一、排列順は主として、院線系統により、支線に亘るものは、その都度これを明記しておいた(略)
歌數は合計二千七百九十五首である。(後略)

佐佐木信綱が古典まで視野をひろげつつ、空想的な歌枕ではない実感を重視したのに対して、こちらは明治後期から大正はじめまでに限定して、もっと現代的なアンソロジーにしたい。旅行の歌に限定しながら「明治大正歌壇大觀」というのが、壮大な意気込みだ。さらに、鉄道の路線とか、乗換案内のような部分にも工夫をこらして、違いを出そうとしている。
1年違いの刊行。後発の半田良平と紅玉堂に対抗意識がなかったはずはない。それが如実にあらわれた「凡例」と読めるのではないか。

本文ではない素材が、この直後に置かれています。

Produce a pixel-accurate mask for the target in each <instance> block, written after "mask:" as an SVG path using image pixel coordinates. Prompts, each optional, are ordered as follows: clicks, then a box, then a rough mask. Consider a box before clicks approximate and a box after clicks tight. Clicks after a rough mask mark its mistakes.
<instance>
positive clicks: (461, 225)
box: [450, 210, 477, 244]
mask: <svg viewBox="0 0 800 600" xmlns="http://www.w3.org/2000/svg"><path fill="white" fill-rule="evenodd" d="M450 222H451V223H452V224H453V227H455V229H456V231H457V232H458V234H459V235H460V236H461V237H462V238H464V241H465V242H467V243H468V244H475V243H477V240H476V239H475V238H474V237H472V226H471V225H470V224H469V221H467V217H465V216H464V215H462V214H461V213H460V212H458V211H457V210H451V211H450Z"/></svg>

どちらがどのくらい売れたのか、それぞれの本を読みながら旅行をした人がどのくらいいるのかわからないが、いずれにしても、鉄道旅行ブームの到来という勢いを感じさせるものだ。

こちらも、作品を拾ってみる。

    宍道湖(松江驛)
宍道湖に暮れてなづそふ灯火(ともしび)はいざり火なれか遠くはゆかず/野澤柿葺
    玉造温泉(湯町驛)
遠世人埋めおきたる石の棺見つけ出されて日の下にあり/木下利玄
    出雲大社(大社驛)
久方の天がしたには言絶(ことた)えて嘆きたふとび誰か仰がざらむ/長塚節

野澤柿葺は「潮音」の人であるらしい。木下利玄と長塚節は説明不要だろうけれど、「湯町驛」は現在の「玉造温泉駅」。その少し前に、米子から境まで行って戻って「更に本線に戻りて西す」という注釈がある。長塚節の歌の前には「出雲今市より分岐する大社線によりて」とあるが、「出雲今市」は現在の「出雲市」。JRの大社線は廃止になっいて「大社駅」も存在しない。今なら一畑電鉄線で「出雲大社前」ということになるだろう。
木下利玄の作品は「玉造築山古墳」のこと。

   *

そんなふうな歴史を確認したり、作者名から、これは誰だろう?と調べたりしていると、いろいろ、発見があって面白い。
自分の住んでいるところ、故郷の周辺が、どんなふうに詠まれているのか。誰がそこに来て歌を詠んだのか。そんなふうな読み方もできるかもしれない。
 
いずれも、国会図書館のデジタル資料で読むことができる。

   *

冒頭の写真は東京駅から上野方面。上野東京ラインの急勾配が見えている。